Outsider, Mirror, and Madman
Both of these NPC’s echo parts of the player’s own journey. They too are wanderers from the outside, both literally as the character we play in the game is not a native of Yharnam, and in a meta sense as the human player must choose to interact with the game world from outside of the game world. We are also often curious about the history and the mechanisms which cause the game and story to function as it does. Either from a PvP perspective as the understanding of animations and the triggers for actions lends an edge, or the lore which in the typically inscrutable narrative of FromSoft games must be untangled non-linearly rather than read like a traditional narrative. We are also caught in the cycle of the game, possibly driven a bit mad by the need for ceaseless repetition until something gives way; our patience or the enemy’s health bar. We are not driven mad per-say by the game, but the expression ‘banging your head against a wall’ comes remarkably close to the experience of FromSoft players.
What Were We Hunting?
In the end, Bloodborne does not offer narrative closure, though it might offer the satisfaction of mechanical mastery. What it does offer is the experience of its world; through mood, atmosphere, and density of implication. The world offers the player to absorb its narrative of suffering, ritualized knowledge, and private madness without the catharsis of a more traditional ending. These have to be stitched together from the symbols, fragments, and echoes which we are left with as we move through the haunted gameworld. Like Simon we attempt to piece together the past to uncover the truth and grow frustrated by the process. We also discover that despite our efforts the story remains one of supposition and not surety, we are ultimately defeated in our uncovering of the ‘truth’ of the narrative. Like Yamamura we wander into the world from the outside, a stranger in a strange land, recruited for a mission that we do not fully understand. We mistake our goal for a clarity of purpose and understanding. We participate in the symbolic act of madmen trying the same thing over and over again expecting or at least hoping for a different result. Even our ‘victory’ does not end things. We start a new game with everything a little bit harder, ourselves a little bit stronger.

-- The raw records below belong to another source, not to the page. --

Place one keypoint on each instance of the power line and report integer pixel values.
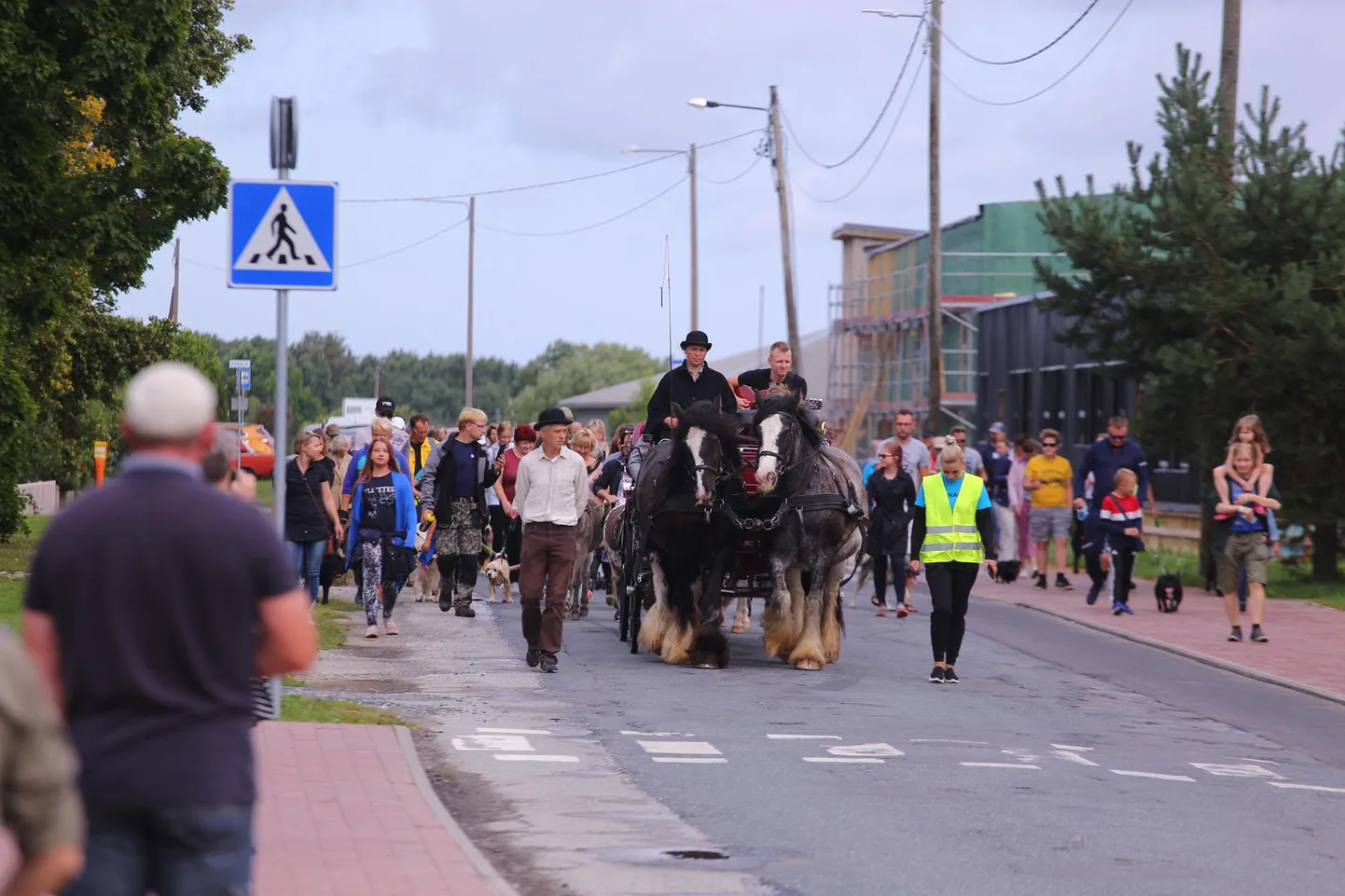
(873, 128)
(553, 183)
(1031, 55)
(1049, 87)
(881, 149)
(592, 227)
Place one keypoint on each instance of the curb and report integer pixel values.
(1199, 656)
(455, 831)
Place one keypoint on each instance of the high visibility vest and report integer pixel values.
(951, 533)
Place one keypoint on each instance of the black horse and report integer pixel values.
(687, 540)
(821, 528)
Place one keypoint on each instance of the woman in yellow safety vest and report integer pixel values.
(951, 534)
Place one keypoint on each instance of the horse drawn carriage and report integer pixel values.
(686, 552)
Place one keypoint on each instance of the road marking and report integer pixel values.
(1154, 775)
(1000, 765)
(1317, 787)
(865, 750)
(1074, 758)
(679, 747)
(1236, 771)
(506, 743)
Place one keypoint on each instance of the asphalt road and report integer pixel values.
(1067, 762)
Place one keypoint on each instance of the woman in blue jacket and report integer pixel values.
(382, 514)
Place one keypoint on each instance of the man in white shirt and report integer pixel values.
(550, 494)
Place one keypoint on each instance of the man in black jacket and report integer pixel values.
(453, 486)
(686, 383)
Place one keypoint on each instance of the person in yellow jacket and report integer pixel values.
(951, 534)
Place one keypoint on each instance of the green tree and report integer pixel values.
(1222, 299)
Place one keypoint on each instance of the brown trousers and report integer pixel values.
(545, 567)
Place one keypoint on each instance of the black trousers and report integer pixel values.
(950, 589)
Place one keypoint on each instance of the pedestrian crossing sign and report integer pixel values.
(282, 234)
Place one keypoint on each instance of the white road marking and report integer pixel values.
(865, 750)
(1000, 765)
(507, 743)
(1317, 787)
(1154, 775)
(1074, 758)
(678, 747)
(1236, 771)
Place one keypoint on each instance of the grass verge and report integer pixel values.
(312, 710)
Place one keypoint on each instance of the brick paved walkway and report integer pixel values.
(1306, 641)
(340, 814)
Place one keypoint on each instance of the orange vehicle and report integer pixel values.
(258, 448)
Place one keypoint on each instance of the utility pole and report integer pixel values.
(471, 263)
(782, 187)
(176, 263)
(934, 265)
(696, 261)
(1228, 81)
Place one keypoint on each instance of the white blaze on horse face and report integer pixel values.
(703, 477)
(769, 464)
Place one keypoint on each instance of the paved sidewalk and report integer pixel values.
(1306, 641)
(347, 810)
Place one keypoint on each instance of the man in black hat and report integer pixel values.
(686, 383)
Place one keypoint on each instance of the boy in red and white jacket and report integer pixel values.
(1122, 521)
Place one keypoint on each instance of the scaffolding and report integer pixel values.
(880, 354)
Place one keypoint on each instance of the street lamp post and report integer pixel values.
(783, 194)
(696, 263)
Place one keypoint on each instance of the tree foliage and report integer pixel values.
(1222, 296)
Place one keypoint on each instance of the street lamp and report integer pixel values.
(468, 379)
(782, 191)
(696, 264)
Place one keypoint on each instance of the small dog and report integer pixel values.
(498, 573)
(425, 582)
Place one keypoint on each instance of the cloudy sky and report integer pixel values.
(429, 97)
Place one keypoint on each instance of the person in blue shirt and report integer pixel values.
(1103, 459)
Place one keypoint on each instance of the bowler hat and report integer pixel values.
(553, 418)
(697, 338)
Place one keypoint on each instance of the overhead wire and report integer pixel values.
(882, 149)
(1049, 87)
(592, 227)
(873, 128)
(1031, 55)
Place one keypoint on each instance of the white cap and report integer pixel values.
(170, 401)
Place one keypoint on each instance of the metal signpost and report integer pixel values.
(282, 236)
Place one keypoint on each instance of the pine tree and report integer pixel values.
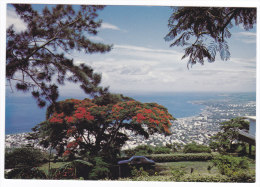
(204, 31)
(37, 60)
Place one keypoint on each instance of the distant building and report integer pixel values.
(249, 136)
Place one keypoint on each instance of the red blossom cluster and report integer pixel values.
(66, 153)
(72, 145)
(57, 118)
(86, 112)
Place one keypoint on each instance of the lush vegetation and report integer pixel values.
(204, 32)
(227, 139)
(88, 134)
(36, 59)
(24, 157)
(95, 127)
(195, 148)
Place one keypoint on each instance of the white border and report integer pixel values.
(38, 183)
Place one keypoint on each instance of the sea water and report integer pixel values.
(22, 113)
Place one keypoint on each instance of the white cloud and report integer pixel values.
(13, 19)
(139, 69)
(96, 38)
(246, 37)
(105, 25)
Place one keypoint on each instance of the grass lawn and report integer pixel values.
(45, 166)
(199, 167)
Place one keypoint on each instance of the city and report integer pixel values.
(184, 130)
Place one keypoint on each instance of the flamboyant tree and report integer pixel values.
(80, 126)
(204, 31)
(37, 60)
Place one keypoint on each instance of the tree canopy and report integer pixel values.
(37, 58)
(229, 134)
(204, 31)
(75, 127)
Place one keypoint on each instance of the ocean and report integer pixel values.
(22, 113)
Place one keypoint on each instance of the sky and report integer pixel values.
(141, 61)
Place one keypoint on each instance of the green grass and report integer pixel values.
(199, 167)
(45, 166)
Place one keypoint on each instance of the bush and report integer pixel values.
(139, 150)
(72, 170)
(219, 178)
(25, 173)
(177, 173)
(229, 165)
(181, 157)
(100, 170)
(24, 157)
(195, 148)
(147, 150)
(162, 150)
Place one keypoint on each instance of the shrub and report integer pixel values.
(243, 177)
(195, 148)
(25, 173)
(147, 150)
(100, 169)
(177, 173)
(181, 157)
(24, 157)
(72, 170)
(139, 150)
(229, 165)
(137, 173)
(162, 150)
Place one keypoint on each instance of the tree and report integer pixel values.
(24, 157)
(37, 60)
(204, 31)
(78, 127)
(228, 135)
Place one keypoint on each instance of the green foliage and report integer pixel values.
(72, 170)
(161, 150)
(225, 140)
(204, 31)
(36, 58)
(100, 170)
(180, 157)
(195, 148)
(24, 157)
(147, 150)
(177, 173)
(139, 173)
(230, 165)
(69, 121)
(25, 173)
(242, 177)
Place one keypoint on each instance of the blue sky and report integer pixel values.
(142, 61)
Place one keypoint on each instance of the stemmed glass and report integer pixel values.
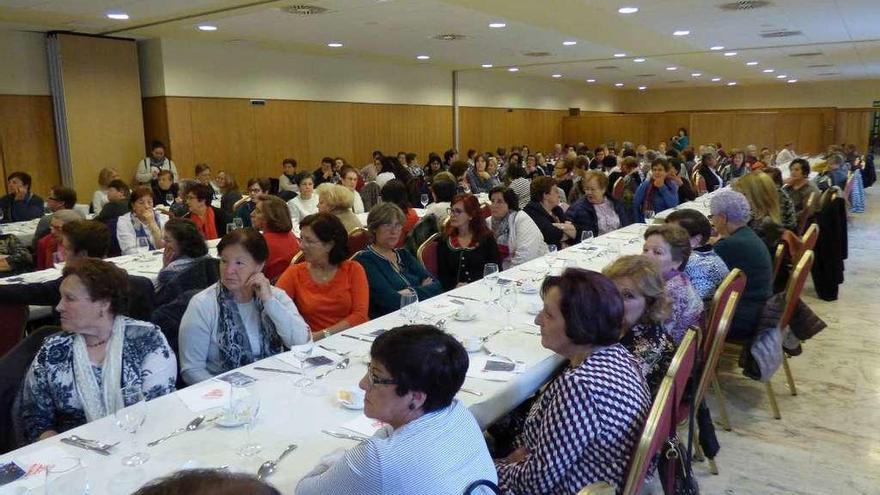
(130, 419)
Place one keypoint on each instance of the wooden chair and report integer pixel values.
(427, 255)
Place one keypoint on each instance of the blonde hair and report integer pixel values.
(646, 277)
(761, 192)
(336, 197)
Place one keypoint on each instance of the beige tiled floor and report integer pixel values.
(828, 440)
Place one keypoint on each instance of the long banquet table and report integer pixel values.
(290, 414)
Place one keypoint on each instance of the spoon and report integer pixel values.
(193, 425)
(268, 467)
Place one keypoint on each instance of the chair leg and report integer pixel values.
(788, 376)
(772, 397)
(722, 405)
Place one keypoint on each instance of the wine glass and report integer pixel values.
(408, 306)
(246, 407)
(130, 419)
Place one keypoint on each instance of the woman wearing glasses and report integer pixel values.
(431, 444)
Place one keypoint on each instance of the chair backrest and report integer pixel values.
(358, 239)
(657, 429)
(796, 286)
(427, 254)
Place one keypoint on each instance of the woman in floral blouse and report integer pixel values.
(78, 375)
(645, 307)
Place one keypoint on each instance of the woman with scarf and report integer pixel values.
(241, 318)
(78, 375)
(141, 222)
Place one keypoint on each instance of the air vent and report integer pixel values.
(744, 5)
(782, 33)
(304, 10)
(449, 37)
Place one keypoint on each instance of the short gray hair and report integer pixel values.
(732, 204)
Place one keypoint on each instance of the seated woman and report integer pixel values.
(645, 308)
(244, 207)
(306, 202)
(330, 290)
(337, 200)
(210, 221)
(587, 421)
(596, 211)
(391, 271)
(466, 244)
(547, 214)
(669, 246)
(78, 375)
(142, 222)
(657, 192)
(516, 234)
(740, 247)
(705, 269)
(431, 444)
(241, 318)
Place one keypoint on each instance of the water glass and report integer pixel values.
(130, 419)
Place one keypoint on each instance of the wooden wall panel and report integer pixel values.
(27, 141)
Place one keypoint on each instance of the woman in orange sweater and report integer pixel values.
(330, 291)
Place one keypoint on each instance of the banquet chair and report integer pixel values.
(427, 255)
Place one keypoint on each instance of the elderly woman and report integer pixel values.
(740, 247)
(431, 444)
(337, 200)
(587, 421)
(142, 222)
(392, 271)
(669, 246)
(705, 269)
(547, 214)
(306, 203)
(597, 211)
(241, 318)
(466, 244)
(330, 290)
(78, 375)
(210, 221)
(645, 308)
(657, 192)
(272, 218)
(516, 234)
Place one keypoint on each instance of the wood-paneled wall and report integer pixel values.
(27, 140)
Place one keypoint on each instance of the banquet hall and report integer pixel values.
(439, 246)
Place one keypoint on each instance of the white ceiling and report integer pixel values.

The narrative of Bloodborne is an implication of the world. It is not a passive passage through the world. The game reshapes the player character through repetition, uncertainty, and immersion into symbols we do not understand even as they help us grow more powerful. We inject the story into our veins, wear its memories in our clothing, and act according to our limited options. Bloodborne does not care whether we understand it, or the Insight that it grants.